Although, barcode analysis seeks only to delineate species boundaries, there are clearly some phylogeographical signals in COI sequence data. For example: clade A was by the COI data of same species (T. jarbua) occurring in the waters of India and China. T. jarbua (IOBML7, FJ265859) from India was segregated in separate group with few T. jarbua from China waters and the other sequences (2) of T. jarbua of China waters got grouped separately. An exception was noted in clade B, where the S.commersonii IOBML123 was misplaced in the clade of S. indicus. This might be due to the usage of shorter sequences (450 bp) of barcode region for phylogram construction than Herbert’s recommended length (648 bp). So in such cases recovery of the entire barcode region (648 bp) for phylogram construction would be desired to avoid such kind of exception (Herbert et al., 2003). However, methodologies for phylogeny construction, from the DNA sequence data remain somewhat controversial, with wide variety of disparate approaches possible (Nei and Kumar, 2000).
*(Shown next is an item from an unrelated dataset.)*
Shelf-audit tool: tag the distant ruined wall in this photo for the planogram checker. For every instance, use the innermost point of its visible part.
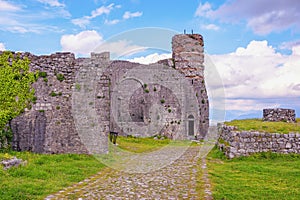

It may not be possible to recover the true phylogeny of fishes from a 450 nt fragment of mitochondrial DNA through K2P distance and neighbour joining- rather more gene regions should be used, including nuclear genes (Ward et al., 2005). Barcoding discriminated all the 3 fish species we examined and would clearly be capable of unambiguously identifying individually isolated fish eggs, larvae, fillets and fins from these species. Bootstrap values of all the clades were on higher side as the minimum of 50 was noted at clade B. Bootstrapping of cent percent had been noted frequently at the nodes of clade A. This study has strongly validated the efficacy of COI barcodes for identifying S. indicus, S. commersonii and T. jarbua of Parangipetatai and other international waters. All three fishes were readily amplified with the primers FIshF1 and FishR1. No failure in amplification was noted in any instance.
CONCLUSION
Present result revealed that COI barcoding will permit the unambiguous identification of the vast majority of fish species. We now intent to extend our survey to all fishes and other important groups of marine fauna of Parangipettai coastal waters. This will mean collecting sequences from at least 500 species of marine fishes occurring in Parangipettai waters. There might also be instances of supposedly distinct species that are having identical COI sequences, suggesting the possibility of species fusion. The resolution of cases of this nature will require careful morphological analysis from expert taxonomists before any final recommendations are made. Barcoding and morphological analysis should go hand-in-hand.
Once a global COI barcode database has been established for fishes, anyone with direct or indirect access to a DNA sequencer will be able to identify, to a high degree of certainty, any fish egg and larva or carcass fragment. This will be an invaluable tool for fisheries managers, fisheries ecologists and fish retailers and for those wishing to develop fish identification microarrays. Thus scientific and practical benefits of fish barcoding will be manifold.
ACKNOWLEDGMENT
The authors are thankful to Dr. T. Balasubramanian, Professor and Director, Centre of Advanced Study in Marine Biology, Parangipettai for the encouragement and the university authorities for the facilities.